2. The Scottish Social Attitudes survey aims to produce high quality survey data to inform both public policy and academic study. It has a long time series (dating back to 1999) on public attitudes towards devolution and independence. Further details about ScotCen Social Research and the Scottish Social Attitudes survey are available at www.scotcen.org.uk
3. The results this press release covers are being presented for the first time at a seminar at the University of Edinburgh's Institute of Governance on Thursday 24th January 2013.
4. The 2012 Scottish Social Attitudes Survey interviewed a probability sample of 1,229 adults face to face between July and November 2012. Data are weighted to reflect known patterns of non-response and the age and gender profile of the adult population in Scotland.
5. Funding for the 2012 results reported here was provided by the Economic and Social Research Council, the Electoral Reform Society and ScotCen's own resources.

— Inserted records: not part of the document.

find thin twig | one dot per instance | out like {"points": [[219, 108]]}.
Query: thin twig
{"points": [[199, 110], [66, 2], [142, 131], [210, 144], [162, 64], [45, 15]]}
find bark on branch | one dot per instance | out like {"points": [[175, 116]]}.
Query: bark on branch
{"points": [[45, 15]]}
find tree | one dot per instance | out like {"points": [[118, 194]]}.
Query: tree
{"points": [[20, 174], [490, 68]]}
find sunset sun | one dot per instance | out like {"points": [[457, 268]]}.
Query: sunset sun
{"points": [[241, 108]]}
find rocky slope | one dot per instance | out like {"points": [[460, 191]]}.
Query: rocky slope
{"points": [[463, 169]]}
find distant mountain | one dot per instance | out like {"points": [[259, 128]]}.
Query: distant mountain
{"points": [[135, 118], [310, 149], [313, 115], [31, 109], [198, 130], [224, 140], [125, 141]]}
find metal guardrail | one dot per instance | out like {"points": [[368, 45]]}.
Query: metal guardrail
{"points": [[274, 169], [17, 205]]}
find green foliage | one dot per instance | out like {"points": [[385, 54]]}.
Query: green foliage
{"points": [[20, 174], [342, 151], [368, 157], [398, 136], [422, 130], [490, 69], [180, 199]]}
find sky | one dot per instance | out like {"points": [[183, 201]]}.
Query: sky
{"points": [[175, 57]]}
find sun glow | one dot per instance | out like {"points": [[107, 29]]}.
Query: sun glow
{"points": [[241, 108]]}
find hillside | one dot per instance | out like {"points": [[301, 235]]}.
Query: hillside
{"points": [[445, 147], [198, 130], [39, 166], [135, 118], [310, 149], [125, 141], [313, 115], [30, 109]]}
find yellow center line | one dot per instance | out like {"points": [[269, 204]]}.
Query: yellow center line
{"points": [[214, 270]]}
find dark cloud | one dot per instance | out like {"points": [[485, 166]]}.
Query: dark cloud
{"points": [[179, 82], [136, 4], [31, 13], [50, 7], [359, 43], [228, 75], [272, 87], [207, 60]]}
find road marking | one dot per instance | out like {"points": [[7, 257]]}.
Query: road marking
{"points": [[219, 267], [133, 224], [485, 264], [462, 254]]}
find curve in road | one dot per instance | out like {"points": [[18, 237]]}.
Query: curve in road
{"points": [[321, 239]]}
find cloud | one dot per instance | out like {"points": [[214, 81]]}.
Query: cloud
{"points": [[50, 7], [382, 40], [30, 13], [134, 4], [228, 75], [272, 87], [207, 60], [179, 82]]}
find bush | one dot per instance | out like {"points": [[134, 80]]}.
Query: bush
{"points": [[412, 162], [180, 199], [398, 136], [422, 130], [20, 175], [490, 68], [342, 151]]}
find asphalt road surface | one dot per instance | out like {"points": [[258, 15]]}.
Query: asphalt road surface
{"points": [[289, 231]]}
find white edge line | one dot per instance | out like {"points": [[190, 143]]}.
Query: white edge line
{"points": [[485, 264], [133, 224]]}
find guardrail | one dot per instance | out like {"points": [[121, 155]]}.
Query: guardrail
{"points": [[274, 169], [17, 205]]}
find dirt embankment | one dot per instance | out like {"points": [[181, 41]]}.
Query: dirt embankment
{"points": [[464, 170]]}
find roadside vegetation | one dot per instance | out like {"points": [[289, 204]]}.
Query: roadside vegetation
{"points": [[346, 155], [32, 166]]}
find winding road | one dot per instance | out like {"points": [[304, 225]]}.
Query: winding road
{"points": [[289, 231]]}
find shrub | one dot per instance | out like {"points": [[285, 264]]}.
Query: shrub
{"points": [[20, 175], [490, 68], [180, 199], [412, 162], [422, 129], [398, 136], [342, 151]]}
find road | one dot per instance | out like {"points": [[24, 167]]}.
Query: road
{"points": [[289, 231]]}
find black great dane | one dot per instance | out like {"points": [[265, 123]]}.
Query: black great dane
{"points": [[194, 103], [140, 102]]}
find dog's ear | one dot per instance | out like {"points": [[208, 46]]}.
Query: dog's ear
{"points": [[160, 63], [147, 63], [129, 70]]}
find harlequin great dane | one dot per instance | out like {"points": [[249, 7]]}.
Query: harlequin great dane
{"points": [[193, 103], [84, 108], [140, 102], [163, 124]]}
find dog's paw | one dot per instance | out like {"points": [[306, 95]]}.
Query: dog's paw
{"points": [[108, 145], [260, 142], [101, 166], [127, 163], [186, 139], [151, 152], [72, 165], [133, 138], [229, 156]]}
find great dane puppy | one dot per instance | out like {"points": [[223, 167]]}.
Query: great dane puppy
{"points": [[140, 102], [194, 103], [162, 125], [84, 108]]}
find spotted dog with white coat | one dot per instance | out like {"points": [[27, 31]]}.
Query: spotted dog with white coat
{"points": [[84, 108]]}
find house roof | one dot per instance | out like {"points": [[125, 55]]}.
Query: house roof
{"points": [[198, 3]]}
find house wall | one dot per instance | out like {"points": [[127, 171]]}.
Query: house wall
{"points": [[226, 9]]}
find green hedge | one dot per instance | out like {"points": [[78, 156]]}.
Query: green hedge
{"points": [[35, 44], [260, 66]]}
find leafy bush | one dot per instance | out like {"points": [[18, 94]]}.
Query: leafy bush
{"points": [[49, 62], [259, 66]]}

Responsibility for the analysis and views expressed in this presser lies with the authors alone.
6. The Economic and Social Research Council (ESRC) is the UK's largest organisation for funding research on economic and social issues. It supports independent, high quality research which has an impact on business, the public sector and the third sector. The ESRC's total budget for 2012/13 is £205 million. At any one time the ESRC supports over 4,000 researchers and postgraduate students in academic institutions and independent research institutes.